[comp.os.minix] cmp.c again: this time it works...

wayne@csri.toronto.edu (Wayne Hayes) (10/06/90)
Awhile ago I posted a diatribe about piping in Minix, concluding that there
was a bug in cmp.c when it read input from a pipe, and added a fix.  Well
the fix of course introduced a _new_ bug.  (Hey, I *did* say it was a kludgy
fix, OK?)

The fix was to change

    n1 = read(fd1, buf1, BLOCK_SIZE);
    n2 = read(fd2, buf2, BLOCK_SIZE);

to

    n1 = ...same...
    n2 = read(fd2, buf2, n1);

Now, this messes up if fd1 happens to have a size exactly divisible
by BLOCK_SIZE.  Then n1 = 0 at the last read, and then n2 will equal 0 as
well, and cmp.c will conclude the files are identical even if they aren't.

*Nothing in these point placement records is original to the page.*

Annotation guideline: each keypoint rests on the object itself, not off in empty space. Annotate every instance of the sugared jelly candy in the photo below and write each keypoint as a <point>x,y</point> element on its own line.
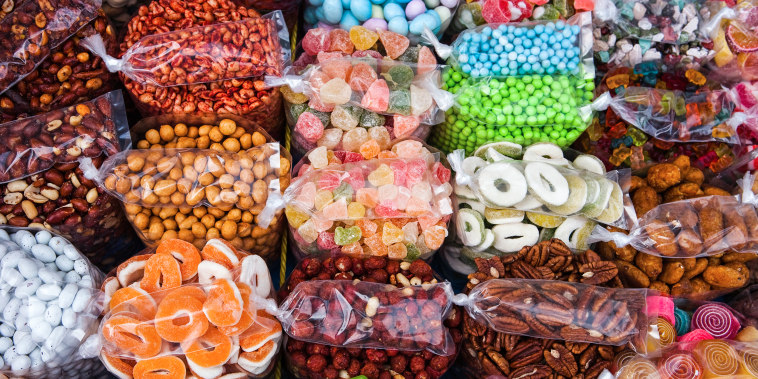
<point>362,38</point>
<point>377,96</point>
<point>381,176</point>
<point>346,236</point>
<point>391,234</point>
<point>309,126</point>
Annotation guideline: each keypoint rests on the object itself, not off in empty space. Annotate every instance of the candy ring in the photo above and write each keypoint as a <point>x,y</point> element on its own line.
<point>212,349</point>
<point>547,183</point>
<point>132,269</point>
<point>130,334</point>
<point>135,300</point>
<point>679,366</point>
<point>121,368</point>
<point>180,318</point>
<point>502,184</point>
<point>162,272</point>
<point>166,367</point>
<point>209,271</point>
<point>218,251</point>
<point>184,252</point>
<point>576,199</point>
<point>510,238</point>
<point>223,307</point>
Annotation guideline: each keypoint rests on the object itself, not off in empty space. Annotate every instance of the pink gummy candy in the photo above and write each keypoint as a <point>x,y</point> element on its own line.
<point>309,126</point>
<point>377,96</point>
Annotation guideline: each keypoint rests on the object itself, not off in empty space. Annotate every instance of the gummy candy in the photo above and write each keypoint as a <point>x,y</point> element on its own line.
<point>335,91</point>
<point>362,38</point>
<point>394,44</point>
<point>377,96</point>
<point>391,234</point>
<point>346,236</point>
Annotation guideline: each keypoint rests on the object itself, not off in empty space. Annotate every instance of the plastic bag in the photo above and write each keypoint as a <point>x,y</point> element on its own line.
<point>43,184</point>
<point>221,194</point>
<point>539,187</point>
<point>675,116</point>
<point>382,86</point>
<point>48,292</point>
<point>187,310</point>
<point>499,50</point>
<point>33,29</point>
<point>203,54</point>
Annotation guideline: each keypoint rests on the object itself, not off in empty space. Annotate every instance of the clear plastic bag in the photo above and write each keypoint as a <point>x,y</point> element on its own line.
<point>386,87</point>
<point>203,54</point>
<point>540,187</point>
<point>508,54</point>
<point>675,116</point>
<point>182,310</point>
<point>33,29</point>
<point>48,292</point>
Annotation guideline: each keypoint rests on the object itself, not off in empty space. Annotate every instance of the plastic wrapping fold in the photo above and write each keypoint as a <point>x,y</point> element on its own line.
<point>386,87</point>
<point>203,54</point>
<point>541,187</point>
<point>33,29</point>
<point>48,292</point>
<point>181,310</point>
<point>675,116</point>
<point>517,49</point>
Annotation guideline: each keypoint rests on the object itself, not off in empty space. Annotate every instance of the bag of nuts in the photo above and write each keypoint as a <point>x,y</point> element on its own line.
<point>33,29</point>
<point>41,178</point>
<point>406,358</point>
<point>68,76</point>
<point>245,97</point>
<point>178,185</point>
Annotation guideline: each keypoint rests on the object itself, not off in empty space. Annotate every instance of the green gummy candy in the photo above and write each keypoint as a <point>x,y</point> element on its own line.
<point>400,102</point>
<point>346,236</point>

So first, if you used my fix last time, then go and change it back.  (Also
in the patch I last posted I only changed the cmp() routine, and not the
fastcmp() routine.)  

Then, apply the following cdif to the original 1.5.10 cmp.c.  This one
has been much more thoroughly tested, and I'm pretty sure it works.  It
also adds a feature to tell you *where* an EOF was reached if the -l flag
is included.  (I hope this isn't anti-POSIX.)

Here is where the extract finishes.